L’evento sarà anche l’occasione per illustrare le molteplici opportunità che offre il Sistema informativo agli operatori della formazione e dell’orientamento.
Nel corso della mattinata si descriverà inoltre il supporto che Excelsior garantisce agli attori istituzionali che si occupano di politiche attive del lavoro per favorire il matching tra domanda e offerta.
La giornata sarà introdotta dal direttore generale di Anpal - Salvatore Pirrone – e dal segretario generale Unioncamere, Giuseppe Tripoli.
Interverrà il presidente di Anpal Domenico Parisi.
Intanto i dati contenuti nell’ultima rilevazione mensile Excelsior a cura di Unioncamere e Anpal dicono che oltre 380 mila assunzioni sono state programmate nel mese di marzo dal 16% delle imprese.

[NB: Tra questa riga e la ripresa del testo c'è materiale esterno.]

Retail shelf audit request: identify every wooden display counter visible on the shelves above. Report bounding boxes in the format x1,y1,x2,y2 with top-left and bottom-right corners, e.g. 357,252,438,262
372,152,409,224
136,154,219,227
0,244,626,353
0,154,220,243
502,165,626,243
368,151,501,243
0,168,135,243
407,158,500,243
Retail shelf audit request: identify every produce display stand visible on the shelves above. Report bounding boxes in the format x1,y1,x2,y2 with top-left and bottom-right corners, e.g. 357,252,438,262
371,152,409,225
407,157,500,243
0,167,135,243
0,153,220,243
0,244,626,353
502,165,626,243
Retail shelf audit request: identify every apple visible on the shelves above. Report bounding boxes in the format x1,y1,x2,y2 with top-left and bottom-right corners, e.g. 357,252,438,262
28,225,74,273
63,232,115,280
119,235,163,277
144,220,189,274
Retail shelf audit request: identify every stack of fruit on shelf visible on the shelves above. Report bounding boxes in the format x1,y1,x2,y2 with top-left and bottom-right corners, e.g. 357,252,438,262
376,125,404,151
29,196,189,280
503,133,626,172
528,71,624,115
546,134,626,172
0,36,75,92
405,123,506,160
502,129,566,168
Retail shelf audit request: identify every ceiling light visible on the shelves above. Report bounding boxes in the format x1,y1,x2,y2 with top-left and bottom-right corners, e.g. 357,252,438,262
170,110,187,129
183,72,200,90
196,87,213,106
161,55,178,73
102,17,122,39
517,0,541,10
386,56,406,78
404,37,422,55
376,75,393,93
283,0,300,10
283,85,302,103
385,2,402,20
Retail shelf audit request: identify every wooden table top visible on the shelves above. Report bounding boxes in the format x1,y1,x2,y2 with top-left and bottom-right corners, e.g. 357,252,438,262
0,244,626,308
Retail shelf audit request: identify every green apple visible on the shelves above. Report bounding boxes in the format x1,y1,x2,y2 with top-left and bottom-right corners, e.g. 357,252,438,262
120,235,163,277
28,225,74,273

Tra le dieci professioni più richieste nel mese, addetti nelle attività di ristorazione, personale nei servizi di pulizia, addetti alla vendita, conduttori di veicoli a motore, impiegati e addetti alla segreteria e agli affari generali.
Tra i settori che ricercano principalmente giovani, i servizi turistici e di ristorazione, i servizi alla persona, servizi informatici e di telecomunicazione, servizi finanziari e assicurativi, commercio.
Nel complesso, delle 380.180 assunzioni nel mese di marzo, i giovani richiesti dalle imprese sono 103.370, pari al 27% delle entrate.
Per le imprese, tuttavia, continua ad essere difficile reperire i profili corrispondenti ai propri fabbisogni: tra le figure professionali che è più complicato trovare, il 42,5% sono operai specializzati, il 40,6% manager e professioni intellettuali scientifiche e a elevata specializzazione, il 37,9% professioni tecniche.
Tra i settori, invece, che maggiormente prevedono l’entrata di personale femminile, troviamo i servizi alla persona (36% delle entrate), industria tessile e dell’abbigliamento (40%), i servizi finanziari e assicurativi (18%), servizi turistici e di ristorazione (27%).